Buchmesse: Wenn der Text weiß, dass er gelesen wird
"Wir wollen zeigen: Inwieweit kann sich Text weiterentwickeln? Welche Möglichkeiten bietet Text, wenn er weiß, dass, wo und wie er gelesen wird?", sagt Ralf Biedert vom Deutschen Forschungszentrum für Künstliche Intelligenz (DFKI). Gemeinsam mit Georg Buscher und Andreas Dengel entwickelte er die Prototypen, welche künftige Lesemöglichkeiten aufzeigen sollen. "Was den Text empathisch macht, ist der Eyetracker", beschreibt Biedert die technische Voraussetzung für Text 2.0. Ein handelsübliches Blickverfolgungssystem muss mit dem Rechner verbunden werden. Im Prototypen des DFKI ist es ein unauffällig am Bildschirm angebrachtes Infrarotsystem, dessen Strahlen vom Auge des Lesers reflektiert werden. Ein Kamerasystem registriert die Reflexion und kann so die jeweilige Blickposition und -bewegung auf dem Text am Bildschirm bestimmen, das Fixieren einzelner Punkte sowie die Sprunglänge und Laufgeschwindigkeit des Blickes. Dank dieser Rückkopplung steuert dann der Leser durch das Lesen selbst das Geschehen auf dem Bildschirm. Voraussetzung ist die passende Aufbereitung des Textes, die ein modifizierter HTML-Browser umsetzt. CSS, Javascript sowie Erweiterungen in Java setzen die Effekte um.
Für das Unterhaltungssystem "eyeBook" griffen die Forscher zu den beiden Klassikern "Dracula" und "Der kleine Prinz" und versahen passende Stellen mit Multimedia-Effekten. Geräusche und Musik ertönen im Hintergrund, ebenso werden Bilder oder Farbeffekte eingeblendet - "stimmungsvoll aber unaufdringlich" soll dies ablaufen und kann auch als neue Kunstform verstanden werden, meinen die Wissenschaftler. Das "Augmented Text System" hingegen soll künftige Möglichkeiten des Informationsmanagements aufzeigen: Der Prototyp zeigt Darwins Grundlagenwerk "The Origin of Species" - "Die Entstehung der Arten". Erkennt das System nun, dass der Blick einzelne Wörter umkreist oder fixiert, schließt er auf Unverständnis und blendet etwa bei Fremdwörtern Erklärungen oder Übersetzungen ein. So genannte intelligente Fußnoten greifen auf angeschlossene Datenbanken zurück, darunter auch Wikipedia, und können obendrein Konzepte im Text erläutern. Fixiert der Blick lange oder komplizierte Wörter, so blendet sich eine Silben- oder Sinntrennung ein. Fehlt das Fixieren auf den Text, so schließt das System auf abschweifenden Blick und markiert die zuletzt gelesene Stelle mit einem roten Pfeil. In Kombination mit einem Mikrofon kann der Leser sein Bedürfnis gar über kurze Befehle oder Fragen ans System kundtun, zurzeit vor allem auf Englisch: "Explain that" oder "Pronounce this word", "sprich es aus". Und wird die Blickverfolgung speziell auf den individuellen Leser kalibriert, so kann eine Erweiterung namens "Quick Skim" sogar wahrnehmen, dass die Augenbewegung das übliche Lesetempo übersteigt. Dann blendet sie - für ein effektiveres Überfliegen - weniger wichtige Wörter vorübergehend aus, so dass aus einem blassgrauen Text nur die wichtigen schwarz hervorspringen: umso weniger, je schneller die Augenbewegung.
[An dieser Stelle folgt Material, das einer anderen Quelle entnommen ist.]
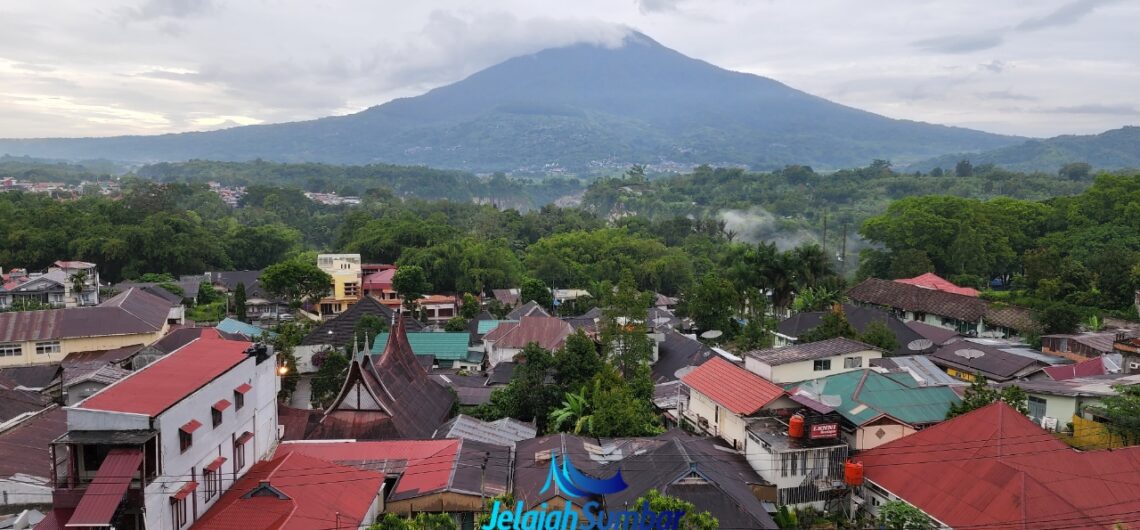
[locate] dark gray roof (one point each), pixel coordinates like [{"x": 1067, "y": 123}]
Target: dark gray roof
[
  {"x": 675, "y": 352},
  {"x": 860, "y": 317},
  {"x": 992, "y": 363},
  {"x": 809, "y": 351}
]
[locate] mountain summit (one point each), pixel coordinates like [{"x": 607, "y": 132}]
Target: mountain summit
[{"x": 576, "y": 108}]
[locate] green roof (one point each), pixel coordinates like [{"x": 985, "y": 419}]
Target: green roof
[
  {"x": 866, "y": 394},
  {"x": 486, "y": 326},
  {"x": 444, "y": 345}
]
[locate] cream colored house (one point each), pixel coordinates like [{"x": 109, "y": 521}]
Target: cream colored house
[
  {"x": 37, "y": 337},
  {"x": 812, "y": 360}
]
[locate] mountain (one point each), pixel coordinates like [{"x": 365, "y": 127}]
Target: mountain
[
  {"x": 580, "y": 107},
  {"x": 1118, "y": 148}
]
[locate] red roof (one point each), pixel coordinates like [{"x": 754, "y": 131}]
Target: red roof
[
  {"x": 934, "y": 282},
  {"x": 293, "y": 499},
  {"x": 732, "y": 386},
  {"x": 425, "y": 465},
  {"x": 103, "y": 495},
  {"x": 171, "y": 378},
  {"x": 995, "y": 469}
]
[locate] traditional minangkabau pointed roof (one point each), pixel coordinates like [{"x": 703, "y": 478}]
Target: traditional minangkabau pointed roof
[{"x": 387, "y": 397}]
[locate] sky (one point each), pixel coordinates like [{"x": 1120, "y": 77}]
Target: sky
[{"x": 108, "y": 67}]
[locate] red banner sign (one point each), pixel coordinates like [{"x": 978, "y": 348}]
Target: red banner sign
[{"x": 823, "y": 430}]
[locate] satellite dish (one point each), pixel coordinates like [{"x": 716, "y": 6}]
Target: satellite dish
[
  {"x": 919, "y": 344},
  {"x": 969, "y": 352}
]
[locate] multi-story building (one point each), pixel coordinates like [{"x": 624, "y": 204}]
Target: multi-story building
[
  {"x": 347, "y": 286},
  {"x": 160, "y": 447}
]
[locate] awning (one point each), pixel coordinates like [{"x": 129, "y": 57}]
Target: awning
[
  {"x": 216, "y": 464},
  {"x": 103, "y": 495},
  {"x": 185, "y": 490}
]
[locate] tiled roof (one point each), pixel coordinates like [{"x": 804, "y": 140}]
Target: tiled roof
[
  {"x": 868, "y": 394},
  {"x": 732, "y": 386},
  {"x": 860, "y": 318},
  {"x": 342, "y": 495},
  {"x": 809, "y": 351},
  {"x": 171, "y": 378},
  {"x": 910, "y": 298},
  {"x": 934, "y": 282},
  {"x": 995, "y": 469}
]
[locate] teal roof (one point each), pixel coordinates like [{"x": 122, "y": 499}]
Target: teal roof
[
  {"x": 868, "y": 394},
  {"x": 444, "y": 345},
  {"x": 486, "y": 326},
  {"x": 233, "y": 325}
]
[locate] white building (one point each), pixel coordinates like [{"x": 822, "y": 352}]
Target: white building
[
  {"x": 812, "y": 360},
  {"x": 157, "y": 448}
]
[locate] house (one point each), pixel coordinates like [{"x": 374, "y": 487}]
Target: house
[
  {"x": 812, "y": 360},
  {"x": 966, "y": 359},
  {"x": 25, "y": 458},
  {"x": 34, "y": 337},
  {"x": 963, "y": 314},
  {"x": 860, "y": 317},
  {"x": 160, "y": 447},
  {"x": 934, "y": 282},
  {"x": 876, "y": 407},
  {"x": 340, "y": 332},
  {"x": 1082, "y": 345},
  {"x": 501, "y": 432},
  {"x": 454, "y": 475},
  {"x": 722, "y": 396},
  {"x": 347, "y": 283},
  {"x": 804, "y": 470},
  {"x": 385, "y": 397},
  {"x": 56, "y": 287},
  {"x": 507, "y": 340},
  {"x": 379, "y": 285},
  {"x": 281, "y": 494},
  {"x": 694, "y": 469},
  {"x": 995, "y": 469}
]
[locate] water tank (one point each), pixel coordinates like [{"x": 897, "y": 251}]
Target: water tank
[
  {"x": 796, "y": 426},
  {"x": 853, "y": 473}
]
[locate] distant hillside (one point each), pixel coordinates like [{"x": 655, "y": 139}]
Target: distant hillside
[
  {"x": 1118, "y": 148},
  {"x": 577, "y": 108}
]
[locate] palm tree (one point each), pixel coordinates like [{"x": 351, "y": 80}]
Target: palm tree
[{"x": 575, "y": 410}]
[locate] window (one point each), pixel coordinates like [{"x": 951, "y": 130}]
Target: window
[
  {"x": 11, "y": 349},
  {"x": 1036, "y": 408},
  {"x": 178, "y": 511},
  {"x": 185, "y": 440}
]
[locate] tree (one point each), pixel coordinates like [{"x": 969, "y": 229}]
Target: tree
[
  {"x": 879, "y": 335},
  {"x": 534, "y": 290},
  {"x": 1122, "y": 413},
  {"x": 330, "y": 376},
  {"x": 901, "y": 515},
  {"x": 1059, "y": 318},
  {"x": 410, "y": 283},
  {"x": 692, "y": 520},
  {"x": 295, "y": 280},
  {"x": 239, "y": 302}
]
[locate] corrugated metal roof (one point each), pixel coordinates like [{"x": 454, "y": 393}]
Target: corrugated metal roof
[
  {"x": 734, "y": 388},
  {"x": 103, "y": 495},
  {"x": 446, "y": 345}
]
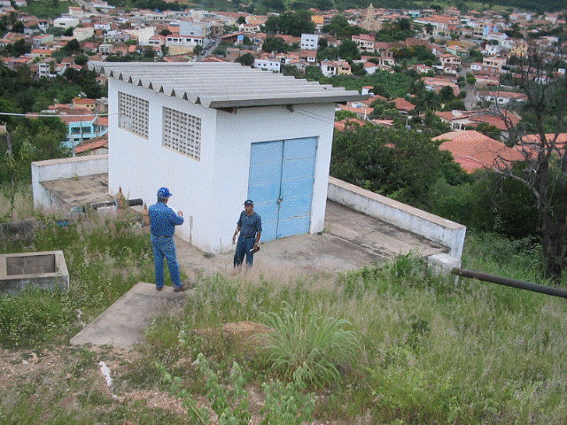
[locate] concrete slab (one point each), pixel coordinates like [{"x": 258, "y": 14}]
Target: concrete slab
[{"x": 125, "y": 322}]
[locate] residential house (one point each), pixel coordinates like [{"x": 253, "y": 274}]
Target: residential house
[
  {"x": 240, "y": 131},
  {"x": 66, "y": 22},
  {"x": 450, "y": 63},
  {"x": 41, "y": 40},
  {"x": 83, "y": 127},
  {"x": 98, "y": 146},
  {"x": 501, "y": 98},
  {"x": 84, "y": 102},
  {"x": 474, "y": 151},
  {"x": 83, "y": 33},
  {"x": 309, "y": 56},
  {"x": 328, "y": 68},
  {"x": 493, "y": 65},
  {"x": 364, "y": 42},
  {"x": 309, "y": 42},
  {"x": 49, "y": 68},
  {"x": 268, "y": 64},
  {"x": 403, "y": 106}
]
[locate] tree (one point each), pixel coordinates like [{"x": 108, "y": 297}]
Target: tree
[
  {"x": 394, "y": 162},
  {"x": 544, "y": 152}
]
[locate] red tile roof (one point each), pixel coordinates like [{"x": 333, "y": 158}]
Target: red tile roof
[{"x": 473, "y": 150}]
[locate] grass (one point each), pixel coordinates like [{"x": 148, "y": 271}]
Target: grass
[{"x": 391, "y": 345}]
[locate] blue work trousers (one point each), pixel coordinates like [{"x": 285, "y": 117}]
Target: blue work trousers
[
  {"x": 165, "y": 247},
  {"x": 243, "y": 247}
]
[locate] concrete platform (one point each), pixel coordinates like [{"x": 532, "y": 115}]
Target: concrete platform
[
  {"x": 351, "y": 240},
  {"x": 125, "y": 322}
]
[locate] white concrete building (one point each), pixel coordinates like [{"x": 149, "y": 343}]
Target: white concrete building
[
  {"x": 309, "y": 41},
  {"x": 216, "y": 134}
]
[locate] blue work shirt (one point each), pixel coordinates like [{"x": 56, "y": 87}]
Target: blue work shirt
[
  {"x": 249, "y": 224},
  {"x": 163, "y": 220}
]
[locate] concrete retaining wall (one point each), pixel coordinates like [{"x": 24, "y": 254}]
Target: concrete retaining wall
[
  {"x": 437, "y": 229},
  {"x": 43, "y": 270},
  {"x": 64, "y": 168}
]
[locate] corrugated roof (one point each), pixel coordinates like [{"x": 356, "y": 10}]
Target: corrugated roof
[{"x": 224, "y": 85}]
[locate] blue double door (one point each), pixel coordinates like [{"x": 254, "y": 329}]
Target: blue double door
[{"x": 281, "y": 185}]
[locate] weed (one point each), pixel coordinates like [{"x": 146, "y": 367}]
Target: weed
[{"x": 308, "y": 345}]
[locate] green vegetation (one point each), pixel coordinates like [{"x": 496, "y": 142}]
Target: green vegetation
[
  {"x": 47, "y": 9},
  {"x": 105, "y": 259},
  {"x": 395, "y": 162}
]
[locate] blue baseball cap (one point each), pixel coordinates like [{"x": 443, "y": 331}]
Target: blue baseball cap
[{"x": 163, "y": 192}]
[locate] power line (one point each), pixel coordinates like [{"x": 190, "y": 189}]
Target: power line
[{"x": 28, "y": 115}]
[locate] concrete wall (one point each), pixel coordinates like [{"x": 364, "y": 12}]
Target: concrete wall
[
  {"x": 232, "y": 157},
  {"x": 43, "y": 270},
  {"x": 437, "y": 229},
  {"x": 210, "y": 191},
  {"x": 64, "y": 168}
]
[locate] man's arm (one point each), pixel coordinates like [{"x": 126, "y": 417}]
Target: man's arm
[
  {"x": 235, "y": 234},
  {"x": 258, "y": 231}
]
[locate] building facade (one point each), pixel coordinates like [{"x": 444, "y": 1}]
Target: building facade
[{"x": 239, "y": 133}]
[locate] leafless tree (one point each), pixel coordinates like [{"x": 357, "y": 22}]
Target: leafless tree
[{"x": 541, "y": 140}]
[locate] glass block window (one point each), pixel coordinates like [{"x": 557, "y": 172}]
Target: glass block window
[
  {"x": 182, "y": 133},
  {"x": 133, "y": 114}
]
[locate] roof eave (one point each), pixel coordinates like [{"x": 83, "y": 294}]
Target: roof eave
[{"x": 250, "y": 103}]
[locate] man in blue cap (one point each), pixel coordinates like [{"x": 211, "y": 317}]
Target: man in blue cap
[
  {"x": 162, "y": 226},
  {"x": 250, "y": 227}
]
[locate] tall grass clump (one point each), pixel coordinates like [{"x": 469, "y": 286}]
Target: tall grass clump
[{"x": 309, "y": 345}]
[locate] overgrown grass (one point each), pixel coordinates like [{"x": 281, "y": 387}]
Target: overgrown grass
[
  {"x": 432, "y": 350},
  {"x": 105, "y": 258}
]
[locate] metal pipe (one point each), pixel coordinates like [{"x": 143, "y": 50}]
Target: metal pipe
[
  {"x": 134, "y": 202},
  {"x": 521, "y": 284}
]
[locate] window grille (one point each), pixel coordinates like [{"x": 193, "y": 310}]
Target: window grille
[
  {"x": 133, "y": 114},
  {"x": 182, "y": 133}
]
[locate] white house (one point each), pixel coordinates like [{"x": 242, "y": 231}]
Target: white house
[
  {"x": 216, "y": 134},
  {"x": 309, "y": 41}
]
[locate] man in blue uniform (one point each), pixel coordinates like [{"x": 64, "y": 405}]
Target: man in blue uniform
[
  {"x": 250, "y": 227},
  {"x": 162, "y": 226}
]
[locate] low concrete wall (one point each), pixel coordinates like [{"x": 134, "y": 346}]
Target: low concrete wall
[
  {"x": 64, "y": 168},
  {"x": 435, "y": 228},
  {"x": 44, "y": 270}
]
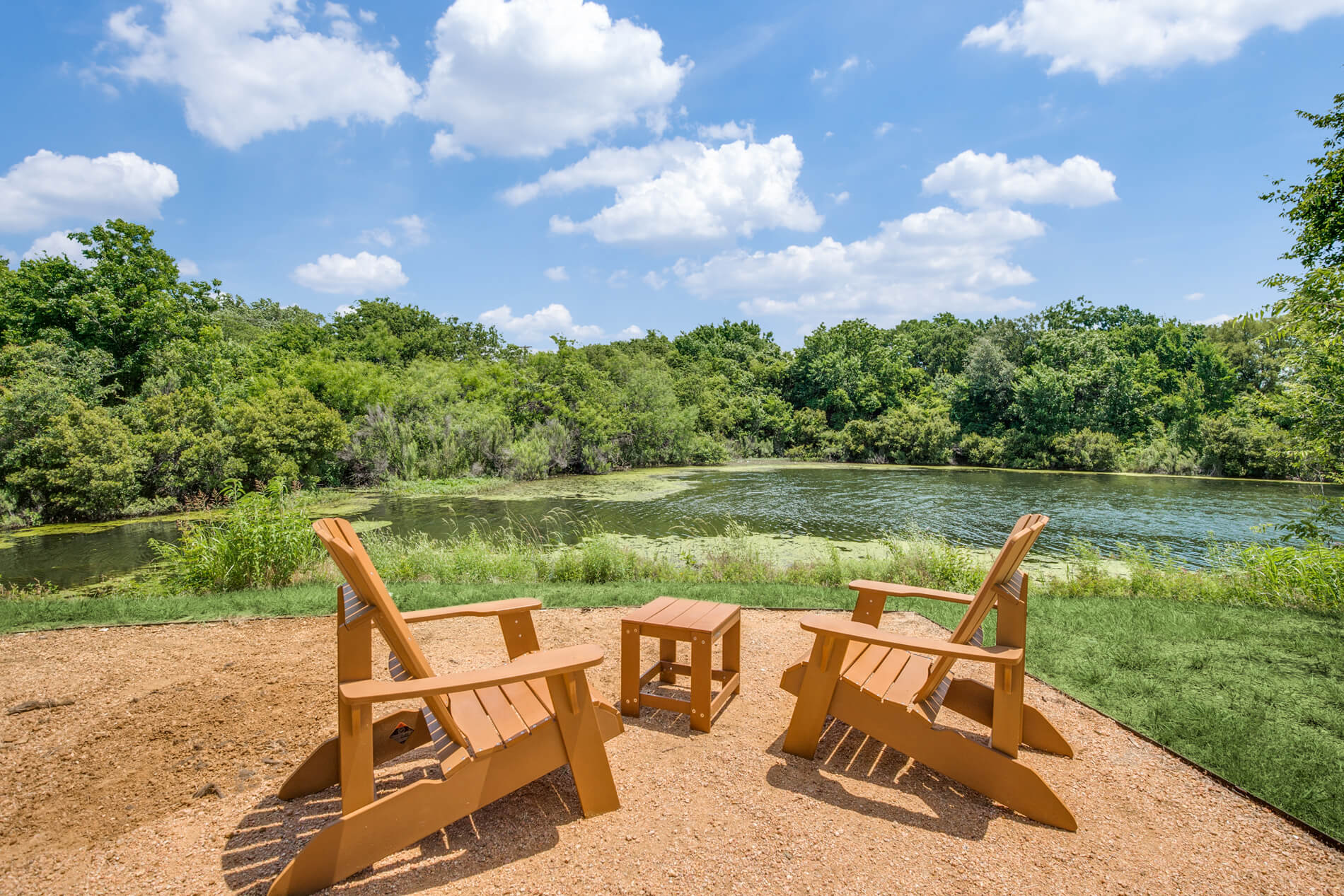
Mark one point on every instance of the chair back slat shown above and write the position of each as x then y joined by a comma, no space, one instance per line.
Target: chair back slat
349,554
1003,578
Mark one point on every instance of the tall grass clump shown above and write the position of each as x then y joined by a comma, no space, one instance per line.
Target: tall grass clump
264,539
1287,575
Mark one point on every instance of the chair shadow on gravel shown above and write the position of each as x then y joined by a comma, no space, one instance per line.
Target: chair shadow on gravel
954,809
522,824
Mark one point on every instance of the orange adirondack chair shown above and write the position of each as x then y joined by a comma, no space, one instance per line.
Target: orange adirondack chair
494,730
878,682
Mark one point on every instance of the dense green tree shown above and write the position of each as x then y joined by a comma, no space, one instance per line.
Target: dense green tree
82,465
285,433
129,304
1315,209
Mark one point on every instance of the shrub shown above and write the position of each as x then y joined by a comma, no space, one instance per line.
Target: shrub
1088,450
82,465
980,450
706,450
1160,455
285,433
264,539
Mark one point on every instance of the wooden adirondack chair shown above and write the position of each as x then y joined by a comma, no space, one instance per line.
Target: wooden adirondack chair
878,682
494,730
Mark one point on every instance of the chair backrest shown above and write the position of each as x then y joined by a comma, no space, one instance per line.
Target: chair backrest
349,554
1003,576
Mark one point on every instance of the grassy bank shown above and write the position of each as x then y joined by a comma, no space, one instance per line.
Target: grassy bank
1251,694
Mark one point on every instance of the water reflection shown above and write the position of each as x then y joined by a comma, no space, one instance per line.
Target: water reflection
846,503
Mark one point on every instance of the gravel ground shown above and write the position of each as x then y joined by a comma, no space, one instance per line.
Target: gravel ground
97,797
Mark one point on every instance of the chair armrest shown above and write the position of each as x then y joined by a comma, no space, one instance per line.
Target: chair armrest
487,609
909,591
851,630
535,665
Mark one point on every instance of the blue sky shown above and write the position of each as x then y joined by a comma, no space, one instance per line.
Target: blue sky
554,165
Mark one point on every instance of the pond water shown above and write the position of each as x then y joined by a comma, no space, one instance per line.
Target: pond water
850,503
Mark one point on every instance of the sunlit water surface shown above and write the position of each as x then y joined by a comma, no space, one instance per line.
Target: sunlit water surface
843,503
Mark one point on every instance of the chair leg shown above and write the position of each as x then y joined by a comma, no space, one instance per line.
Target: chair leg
322,769
944,750
976,702
584,743
819,687
415,812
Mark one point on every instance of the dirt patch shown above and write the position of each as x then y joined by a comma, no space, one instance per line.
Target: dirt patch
101,796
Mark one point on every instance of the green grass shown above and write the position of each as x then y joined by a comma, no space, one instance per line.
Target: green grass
1253,694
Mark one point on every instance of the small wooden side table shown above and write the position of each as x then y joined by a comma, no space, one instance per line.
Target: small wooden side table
699,622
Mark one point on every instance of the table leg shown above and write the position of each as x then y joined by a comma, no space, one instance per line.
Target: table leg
630,669
702,645
667,652
733,652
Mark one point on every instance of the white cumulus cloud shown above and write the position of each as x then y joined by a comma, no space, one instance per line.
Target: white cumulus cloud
1109,37
682,190
57,245
528,77
534,330
914,267
363,273
47,187
981,180
727,131
252,67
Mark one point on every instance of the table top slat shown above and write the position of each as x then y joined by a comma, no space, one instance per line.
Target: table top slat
671,612
647,610
718,617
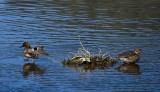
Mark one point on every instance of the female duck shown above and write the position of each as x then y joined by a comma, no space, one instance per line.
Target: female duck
34,52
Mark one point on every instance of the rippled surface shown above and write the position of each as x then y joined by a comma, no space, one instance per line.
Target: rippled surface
113,26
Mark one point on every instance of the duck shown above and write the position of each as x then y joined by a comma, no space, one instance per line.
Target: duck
131,56
33,52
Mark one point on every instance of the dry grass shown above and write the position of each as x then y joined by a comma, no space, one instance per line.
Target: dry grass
83,57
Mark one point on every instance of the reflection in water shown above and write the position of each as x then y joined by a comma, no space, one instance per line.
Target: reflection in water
130,68
31,68
90,67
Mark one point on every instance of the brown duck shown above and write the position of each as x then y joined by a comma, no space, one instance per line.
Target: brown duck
130,56
34,52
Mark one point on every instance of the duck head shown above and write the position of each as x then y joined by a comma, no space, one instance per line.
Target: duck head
26,45
138,51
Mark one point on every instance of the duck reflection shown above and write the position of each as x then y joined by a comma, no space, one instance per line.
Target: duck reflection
130,68
31,68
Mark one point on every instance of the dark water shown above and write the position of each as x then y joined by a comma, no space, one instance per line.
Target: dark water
113,26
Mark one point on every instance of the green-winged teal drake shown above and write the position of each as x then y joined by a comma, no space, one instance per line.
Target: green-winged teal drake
130,56
34,52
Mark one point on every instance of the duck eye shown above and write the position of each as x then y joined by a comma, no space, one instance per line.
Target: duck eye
35,48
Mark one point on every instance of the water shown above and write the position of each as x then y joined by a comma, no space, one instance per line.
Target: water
113,26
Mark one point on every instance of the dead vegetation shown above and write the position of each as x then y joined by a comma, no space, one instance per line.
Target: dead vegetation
84,58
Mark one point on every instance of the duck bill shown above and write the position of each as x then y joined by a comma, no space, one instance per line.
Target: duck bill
21,46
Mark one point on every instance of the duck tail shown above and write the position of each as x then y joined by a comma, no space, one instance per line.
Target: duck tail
41,51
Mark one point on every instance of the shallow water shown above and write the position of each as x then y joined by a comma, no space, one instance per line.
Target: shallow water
113,26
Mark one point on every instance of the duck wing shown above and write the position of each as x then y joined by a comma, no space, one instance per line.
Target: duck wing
39,50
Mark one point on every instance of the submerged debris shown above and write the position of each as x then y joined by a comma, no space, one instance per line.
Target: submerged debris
84,58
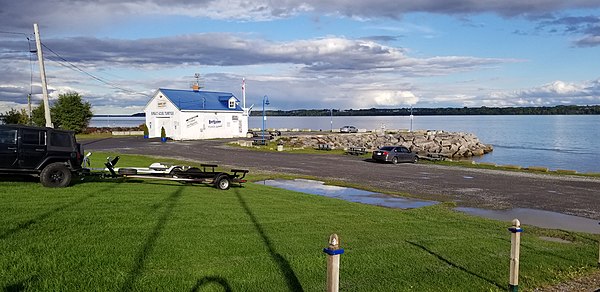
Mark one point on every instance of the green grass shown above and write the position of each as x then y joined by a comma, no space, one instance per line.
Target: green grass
157,236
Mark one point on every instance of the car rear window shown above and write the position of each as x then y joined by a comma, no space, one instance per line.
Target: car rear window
33,137
60,139
8,136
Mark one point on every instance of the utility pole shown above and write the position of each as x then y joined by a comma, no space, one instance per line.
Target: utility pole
29,115
38,44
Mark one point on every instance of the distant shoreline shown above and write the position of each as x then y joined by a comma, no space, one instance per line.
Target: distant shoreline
464,111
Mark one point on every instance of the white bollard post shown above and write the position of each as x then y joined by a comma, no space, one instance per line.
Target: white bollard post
515,241
333,263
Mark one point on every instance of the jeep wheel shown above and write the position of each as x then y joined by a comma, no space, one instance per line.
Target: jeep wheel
56,175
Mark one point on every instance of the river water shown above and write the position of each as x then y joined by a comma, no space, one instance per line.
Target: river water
557,142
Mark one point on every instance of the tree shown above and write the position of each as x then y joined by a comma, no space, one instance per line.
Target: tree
14,116
38,116
71,113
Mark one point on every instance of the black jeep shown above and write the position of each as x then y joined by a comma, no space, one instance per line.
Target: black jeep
52,155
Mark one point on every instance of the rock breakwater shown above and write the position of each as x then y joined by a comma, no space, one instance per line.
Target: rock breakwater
425,143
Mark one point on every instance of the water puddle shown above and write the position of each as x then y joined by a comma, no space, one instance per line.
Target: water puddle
347,194
538,218
533,217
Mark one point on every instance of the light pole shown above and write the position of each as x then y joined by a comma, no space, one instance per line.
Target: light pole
411,118
331,119
265,102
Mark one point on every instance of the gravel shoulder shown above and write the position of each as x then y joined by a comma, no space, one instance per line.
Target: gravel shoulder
481,188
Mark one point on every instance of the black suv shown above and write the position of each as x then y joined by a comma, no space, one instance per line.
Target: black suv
53,155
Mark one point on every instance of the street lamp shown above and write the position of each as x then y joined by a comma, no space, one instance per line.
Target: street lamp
411,118
265,102
331,119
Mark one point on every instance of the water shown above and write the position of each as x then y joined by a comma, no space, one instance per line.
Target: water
557,142
347,194
112,122
540,218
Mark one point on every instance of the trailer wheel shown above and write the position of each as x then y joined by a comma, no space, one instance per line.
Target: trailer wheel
127,171
56,175
222,182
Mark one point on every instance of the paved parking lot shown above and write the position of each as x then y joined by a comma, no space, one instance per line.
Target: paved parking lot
467,187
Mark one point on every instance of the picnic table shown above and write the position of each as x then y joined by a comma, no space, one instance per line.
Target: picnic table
356,150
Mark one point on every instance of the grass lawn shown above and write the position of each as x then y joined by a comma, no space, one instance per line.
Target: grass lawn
157,236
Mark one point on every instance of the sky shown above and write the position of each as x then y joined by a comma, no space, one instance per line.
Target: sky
341,54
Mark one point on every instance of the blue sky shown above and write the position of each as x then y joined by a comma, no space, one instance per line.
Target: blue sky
308,54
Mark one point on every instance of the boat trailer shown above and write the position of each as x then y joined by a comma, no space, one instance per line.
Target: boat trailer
206,174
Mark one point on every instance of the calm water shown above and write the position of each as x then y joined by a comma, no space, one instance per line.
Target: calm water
556,142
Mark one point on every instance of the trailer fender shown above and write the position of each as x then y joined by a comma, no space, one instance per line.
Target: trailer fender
222,181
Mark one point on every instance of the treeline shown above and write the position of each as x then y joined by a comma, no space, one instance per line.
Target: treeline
544,110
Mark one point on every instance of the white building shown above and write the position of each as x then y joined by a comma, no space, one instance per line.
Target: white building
194,114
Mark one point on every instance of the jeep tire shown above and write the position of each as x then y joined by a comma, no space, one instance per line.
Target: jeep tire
56,175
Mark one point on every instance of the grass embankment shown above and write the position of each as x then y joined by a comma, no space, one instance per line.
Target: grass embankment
156,236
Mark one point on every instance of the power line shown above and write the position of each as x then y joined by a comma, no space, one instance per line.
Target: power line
99,79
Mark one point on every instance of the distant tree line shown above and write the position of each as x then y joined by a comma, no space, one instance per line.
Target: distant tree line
69,112
543,110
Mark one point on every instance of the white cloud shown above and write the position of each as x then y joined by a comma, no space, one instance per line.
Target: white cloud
390,98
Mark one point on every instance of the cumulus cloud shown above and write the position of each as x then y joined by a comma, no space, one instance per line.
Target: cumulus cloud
550,94
18,13
389,98
586,28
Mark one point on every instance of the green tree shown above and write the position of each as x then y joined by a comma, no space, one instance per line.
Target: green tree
71,113
12,116
37,115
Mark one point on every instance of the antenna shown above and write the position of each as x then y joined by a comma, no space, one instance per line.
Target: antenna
196,85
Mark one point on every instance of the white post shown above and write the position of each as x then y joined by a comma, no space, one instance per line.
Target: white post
333,263
38,43
515,241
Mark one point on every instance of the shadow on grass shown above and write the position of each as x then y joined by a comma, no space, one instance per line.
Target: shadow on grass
26,224
290,276
441,258
211,279
148,247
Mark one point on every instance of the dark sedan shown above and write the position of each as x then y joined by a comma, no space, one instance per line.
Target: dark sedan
394,154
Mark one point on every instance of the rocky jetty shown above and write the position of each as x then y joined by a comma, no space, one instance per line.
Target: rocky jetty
424,143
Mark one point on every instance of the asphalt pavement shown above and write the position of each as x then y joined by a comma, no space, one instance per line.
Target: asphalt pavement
489,189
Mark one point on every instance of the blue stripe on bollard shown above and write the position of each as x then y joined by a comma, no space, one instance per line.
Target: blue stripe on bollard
515,230
333,251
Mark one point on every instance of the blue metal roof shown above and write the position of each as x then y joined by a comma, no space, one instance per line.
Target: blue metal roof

Derzeit sammeln die Forscher Reaktionen und Rückmeldungen von Nutzern zum System, so Biedert: "Einige sagen, sie lesen lieber normal, ohne die Effekte. Und andere, jüngere vor allem, sind begeistert und wollen mehr". Auf der Frankfurter Buchmesse sind beide Varianten in Halle 4.2, Stand K441 auszuprobieren. Diverse technische Feinheiten von Text 2.0 seien in den kommenden Jahren noch zu lösen, nicht zuletzt der bislang sehr enge Bewegungsbereich für den Kopf, so die Forscher. Weiterhin arbeiten sie daran, einen Teil der Fähigkeiten von Text 2.0 auf mobile Lesegeräte zu übertragen, die über keine Blickverfolgung verfügen. Das System "myeBook" könnte über das Scrollen die individuelle Lesegeschwindigkeit registrieren und Effekte immerhin grob passend einblenden.